For a moment the girl stared at her brother with unbelieving eyes and colorless face. "Is it true?" she whispered at length. "Can it be true? Tell me, Louis, that you are not saying this thing to tease me, as you used when we were children. Tell me quick, brother, for I can bear the suspense no longer."

As Louis assured her that he had spoken only the truth, and that her lover still lived, the girl's over-strained feelings gave way, and she sank to the ground, sobbing, and panting for breath.

Louis Pacheco, clad in the costume of a Seminole warrior, battle worn, and travel stained, sat by his sister's side and soothed her into quietness. Then he told her the story of the great fight on the shore of Lake Okeechobee. He told how Coacoochee and three other chiefs, with less than five hundred warriors, fought for three hours in the saw-grass and tangled hammock growth, against eleven hundred white troops under General Zachary Taylor, and finally retired for want of ammunition, taking with them their thirteen dead and nineteen wounded. "The white soldiers were killed until they lay on the ground in heaps, and their wounded could not be counted. If we had only had plenty of powder, and as good guns as they, we would not have left one of them alive," concluded the narrator, fiercely.

"Oh, Louis, it is awful!" cried the girl, with a shudder.

"What is awful? That we left so many of them alive? Yes; so it is, but—"

"I do not mean that. I mean this terrible fighting."
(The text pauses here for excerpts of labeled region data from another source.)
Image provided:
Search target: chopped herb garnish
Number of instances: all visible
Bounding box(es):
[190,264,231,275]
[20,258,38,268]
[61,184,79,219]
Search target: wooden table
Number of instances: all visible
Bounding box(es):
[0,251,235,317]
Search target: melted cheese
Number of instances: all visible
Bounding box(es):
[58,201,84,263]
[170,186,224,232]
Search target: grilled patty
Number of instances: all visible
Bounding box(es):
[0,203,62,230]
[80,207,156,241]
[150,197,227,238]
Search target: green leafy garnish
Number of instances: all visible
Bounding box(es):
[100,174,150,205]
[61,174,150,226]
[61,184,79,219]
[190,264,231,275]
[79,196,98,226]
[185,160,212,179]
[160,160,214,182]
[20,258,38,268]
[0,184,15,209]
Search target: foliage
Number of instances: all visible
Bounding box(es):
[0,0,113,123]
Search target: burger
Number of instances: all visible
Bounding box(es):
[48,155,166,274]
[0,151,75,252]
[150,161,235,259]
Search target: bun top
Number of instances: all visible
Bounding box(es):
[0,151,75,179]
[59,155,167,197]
"Yes, sister, the fighting is terrible, and so is the suffering; but neither is so terrible as tamely submitting to slavery, and injustice, and oppression, and the loss of everything you hold most dear on earth. Those are the terrible things that the whites are trying to force upon us. But we will never submit. We will fight, and cheerfully die, if needs be, as free men, rather than live as slaves. As for the white man's word, I will never trust it. Coacoochee trusted it, and it led him to a prison. Osceola trusted it, and it led him to death. Micanopy trusted it, and it led him into exile."
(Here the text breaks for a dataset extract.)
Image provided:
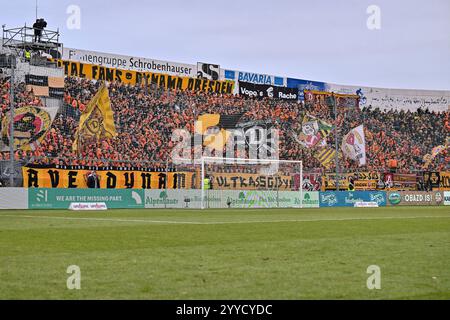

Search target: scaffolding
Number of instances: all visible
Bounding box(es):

"But, Louis, some of the whites are honorable. The Boyds have treated me like an own sister, and, but for them, Coacoochee would not now be free."

"Yes," admitted Louis, with softened voice. "Coacoochee has told me of them, and with my life would I repay their kindness to you and to him. With them you are safe, and with them will I gladly leave my sister until such time as I can make a free home for her."

"Oh, Louis! Haven't you come for me? Can't I go with you?"